Concentrate. That was the thing. Remember that the truth will set you free.
Concentrate.
Was it in his toes? No, it was not in his toes. Was it in his feet? No. His calves? His thighs? His waist? No. Fingers? Hands? Arms? No!
Shoulder. He concentrated real hard. He could find it if he could only concentrate.
Yesterday’s obituary revealed the end of little Abbie’s struggle. In the Hospital, he was new, he was not cynical or married to the world around him, the world that wanted to trick him in to believing it was all that was. Time has a way of making people forget what’s real and what is story. History. In the Hospital he found he could be sensitive to the thoughts and feelings of those around him. Now, he had to be.
Maybe it’s not there at all, the chip. Doubt. It’s only natural.
He … concentrated.
Marsh was wrong. Doubt. There was no chip. Concentration.
No … there was no chip … in his shoulder. Keep going. What was this power he was trying to tap into? This ability? Was it real? No way, it couldn’t be. It was natural to doubt. Or … the ability was the natural thing.
Keep going.
The chest? No.
No, don’t concentrate. Concentration made his thoughts come down all around him like a house of cards. An empty can. A magnet. Wet soap. He needed to let go. Focus and let go his conscious self and find himself in a larger world.
Without getting the answer he craved, he walked calmly into the kitchen. Took out a knife, calmly. He had concentrated and that didn’t work, then he let go and was calm, without questions, without answers, without confusion. Only resolution remained.
He was resolute. His arm did not tremble, his hand did not waver as the drums of the larger world throbbed and he took the knife in his hand. It had to be done slowly. This was not like taking off a band-aid but it was going to feel ten times worse. This was resolution.
He dug in with the knife, into the skin of his belly. It took time and focus to even get near the point where the skin would be punctured. It took a long time and it hurt. Every instinct in his body screamed at him to stop, he continued.

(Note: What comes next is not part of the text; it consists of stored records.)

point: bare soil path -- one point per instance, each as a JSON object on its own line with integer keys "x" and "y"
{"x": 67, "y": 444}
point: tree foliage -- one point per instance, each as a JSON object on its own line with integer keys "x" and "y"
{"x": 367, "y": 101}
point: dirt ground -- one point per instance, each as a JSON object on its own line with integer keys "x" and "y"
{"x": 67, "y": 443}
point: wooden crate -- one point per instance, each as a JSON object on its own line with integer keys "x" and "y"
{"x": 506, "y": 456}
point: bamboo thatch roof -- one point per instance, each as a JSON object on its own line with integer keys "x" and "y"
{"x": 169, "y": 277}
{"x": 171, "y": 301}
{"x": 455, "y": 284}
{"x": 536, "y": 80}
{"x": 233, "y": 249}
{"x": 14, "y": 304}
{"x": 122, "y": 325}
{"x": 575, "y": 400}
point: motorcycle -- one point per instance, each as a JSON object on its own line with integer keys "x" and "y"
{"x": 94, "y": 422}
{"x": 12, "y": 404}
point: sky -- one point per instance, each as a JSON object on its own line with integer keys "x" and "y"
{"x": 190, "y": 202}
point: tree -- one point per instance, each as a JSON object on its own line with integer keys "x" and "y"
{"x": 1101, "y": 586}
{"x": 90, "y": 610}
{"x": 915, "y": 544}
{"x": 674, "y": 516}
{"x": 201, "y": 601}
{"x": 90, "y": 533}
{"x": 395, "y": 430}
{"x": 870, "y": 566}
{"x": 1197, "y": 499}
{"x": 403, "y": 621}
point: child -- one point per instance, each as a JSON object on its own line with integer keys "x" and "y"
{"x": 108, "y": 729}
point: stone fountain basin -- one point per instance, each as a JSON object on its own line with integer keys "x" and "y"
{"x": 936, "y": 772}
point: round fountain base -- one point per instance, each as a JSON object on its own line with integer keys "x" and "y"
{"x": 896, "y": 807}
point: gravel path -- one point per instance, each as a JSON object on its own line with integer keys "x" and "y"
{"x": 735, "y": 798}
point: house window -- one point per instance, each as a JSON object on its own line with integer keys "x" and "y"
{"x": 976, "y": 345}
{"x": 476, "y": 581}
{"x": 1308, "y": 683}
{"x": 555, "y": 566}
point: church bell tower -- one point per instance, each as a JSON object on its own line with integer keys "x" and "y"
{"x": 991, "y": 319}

There was no guarantee that he would even find anything, he pressed on. Pressed the knife so that it drew blood, hesitated and dug deeper. There was a thin layer of subcutaneous fat that he had to dig around in and that’s where he would find his foreign agent. Though he grimaced, he was calm. He did not fear doing this crazy thing that had to be done. The tip of the knife found nothing and he dug around in his skin waiting to feel pay dirt. He would need to try it again, in a different spot and again if need be and again and again …

Every now and then, Leah liked to surprise him. She thought it would be funny to pop in on him and find him jerking off or downloading porn. He hated it when she popped in, though she never caught him doing anything. But now that he didn’t have a phone she found herself having to pop in and now she hated it.
The front door was unlocked and she found him in the kitchen with his shirt off, huddled on the floor with what looked like a red tic tac in his left palm, a knife in the other. His fingers, his stomach, the knife and the floor around him a bloody mess.
"Love Him," he said with a dark brown streak on his eyebrow, apparently from where he had had an itch, "love God."